Sean Murray is aptly regal – and in excellent voice – as the visionary but slightly misguided King (whose vocals and vision call to mind Murray’s performance as Don Quixote in “Man of La Mancha” at Cygnet Theatre, where he’s artistic director). As his faithful if under-appreciated sidekick, Patsy, Jamie Torcellini is, as always, a hoot. His face is as supple as his movement. Christine Hewitt is a vocal powerhouse as The Lady of the Lake, and funny, to boot, especially in her knockout “Diva’s Lament.”

The robust, horn-heavy orchestra, under the baton of music director Lyndon Pugeda, sounds much larger than its 14 pieces.

Each of the Knights gets to shine; they’re all first-rate, separately and together. The Vegas schmaltz of Camelot, the uproarious number, “You Won’t Succeed on Broadway” (…if  you don’t have any Jews), the abusive Frenchman, the Killer Rabbit, the Knights Who Say Ni.
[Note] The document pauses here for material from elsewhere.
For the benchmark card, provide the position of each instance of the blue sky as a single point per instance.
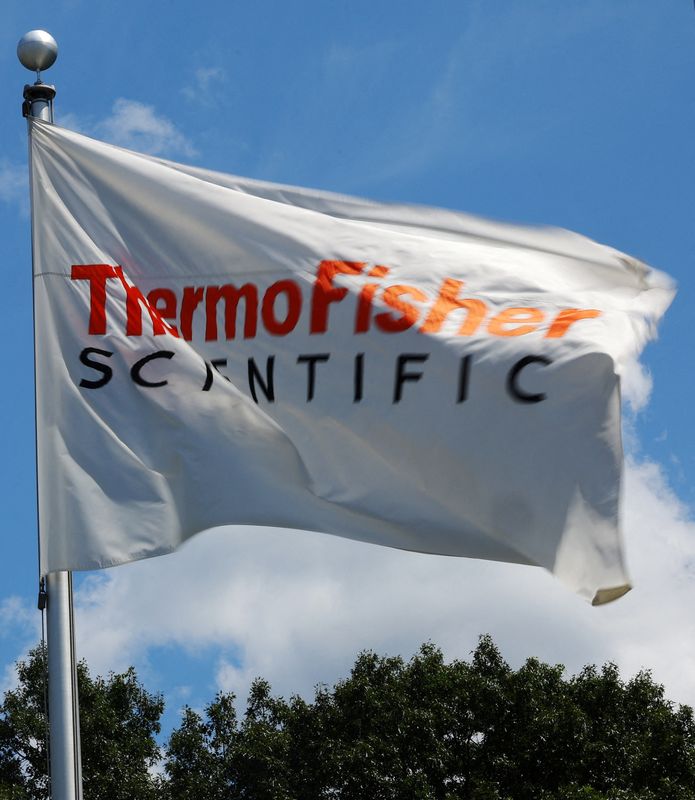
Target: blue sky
(578, 114)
It’s all there, hewing closely to the 1975 film, “Monty Python and the Holy Grail,” borrowing from Python bits gone by.

Though the musical frequently goes over the line in its punning and funning (well, the book and lyrics were written by clever Python Eric Idle, who also co-wrote the music  — with John Du Prez —  so what do you expect?).

There’s no highbrow humor here, unless you want to count the source material, the legend of the Knights of the Round Table. But there are so many versions of that tale; this one’s just a little wackier than the rest.  And, adding in the Broadway-skewering satire, it’s an evening of pure, mindless, laugh-out-loud, goofball fun.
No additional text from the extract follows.